Arthur Meeker, manager for Armour & Co., speaking for the other packers, as well as for his own establishment, said that he would send a reply to the letter from the representatives of the allied unions. He declined to say, however, what the nature of the reply would be. The unions joining in the request for the meeting represent all the trades engaged in the packing industry, and they have joined in a final appeal for arbitration between the packers and the striking butchers. President Donnelly, of the Butchers' Union, said that he was anxious to have peace, but that unless it came with the proposed conference there would be a general sympathetic strike on the part of the allied trades unions.

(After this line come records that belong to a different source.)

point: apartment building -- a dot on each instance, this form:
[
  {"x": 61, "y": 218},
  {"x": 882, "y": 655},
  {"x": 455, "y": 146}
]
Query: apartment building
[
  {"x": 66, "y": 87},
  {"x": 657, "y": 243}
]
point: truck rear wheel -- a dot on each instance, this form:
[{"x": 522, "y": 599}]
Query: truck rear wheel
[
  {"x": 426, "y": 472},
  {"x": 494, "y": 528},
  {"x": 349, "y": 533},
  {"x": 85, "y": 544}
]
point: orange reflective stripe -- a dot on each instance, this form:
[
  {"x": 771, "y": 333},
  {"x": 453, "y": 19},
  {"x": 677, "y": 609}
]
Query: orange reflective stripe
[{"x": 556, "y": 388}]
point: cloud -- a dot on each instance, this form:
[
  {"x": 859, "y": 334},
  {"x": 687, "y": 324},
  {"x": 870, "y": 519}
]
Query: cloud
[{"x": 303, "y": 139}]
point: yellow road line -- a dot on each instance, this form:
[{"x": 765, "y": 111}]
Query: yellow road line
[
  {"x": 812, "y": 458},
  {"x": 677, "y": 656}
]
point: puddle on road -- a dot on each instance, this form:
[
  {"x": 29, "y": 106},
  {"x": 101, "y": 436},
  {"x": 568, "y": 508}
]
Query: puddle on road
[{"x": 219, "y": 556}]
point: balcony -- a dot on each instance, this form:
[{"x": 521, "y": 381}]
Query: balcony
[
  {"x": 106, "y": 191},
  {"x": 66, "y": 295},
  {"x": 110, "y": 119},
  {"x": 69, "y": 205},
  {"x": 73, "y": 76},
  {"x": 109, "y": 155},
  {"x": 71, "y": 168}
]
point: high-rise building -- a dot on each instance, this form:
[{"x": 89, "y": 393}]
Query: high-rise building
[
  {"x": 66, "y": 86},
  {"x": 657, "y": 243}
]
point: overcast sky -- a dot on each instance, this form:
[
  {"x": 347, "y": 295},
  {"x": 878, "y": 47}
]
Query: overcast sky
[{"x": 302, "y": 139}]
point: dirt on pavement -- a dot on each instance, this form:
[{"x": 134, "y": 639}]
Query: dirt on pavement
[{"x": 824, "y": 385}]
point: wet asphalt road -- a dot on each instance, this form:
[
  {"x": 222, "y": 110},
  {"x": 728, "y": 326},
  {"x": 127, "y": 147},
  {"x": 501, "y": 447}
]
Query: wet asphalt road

The letter was signed by representatives of the Coopers, Packing House Teamsters, Stationary Firemen, Stationary Engineers, Steam Fitters, Steam Fitters' Helpers, Electric Workers, Carpenters, Car Workers, Millwrights and Machinery Erectors, Blacksmiths and Horseshoers Unions. Both sides still claim to have the advantage in the strike. The packers assert that they are operating their plants almost to their full capacity, while the strikers contend that the packing trade throughout the country is practically demoralized. The packers also assert that there is no necessity for any advance in the prices of meat, and declare that it is simply a "hold-up" by the retail dealers.
FIGHTING THE PACKERS
Philadelphia Butchers to Discontinue
Suplying Them With Meat
Supplying Them With Meat.
Philadelphia, July 19.—The Amalgamated Meat Cutters' and Butcher Workmen's Association has decided to fight the Philadelphia branches of the western packing houses. Since the strike started local independent butchers have been supplying in a small way the Philadelphia branches of the various western houses. Richard Butler, of New York, secretary and treasurer of the Sheep Butchers' Local Union, No. 10, came to this city and sought to have all local independent butchers discontinue supplying the western houses with dressed meat. In return for this the union agrees to supply all the men the independent concern might need to carry on the increased business. The prominent independents are willing to enter such an agreement, and a general meeting of all local independents will be held tomorrow at 1 p. m. at the West Philadelphia abattoir, with a view of having all local butchers to enter into the agreement.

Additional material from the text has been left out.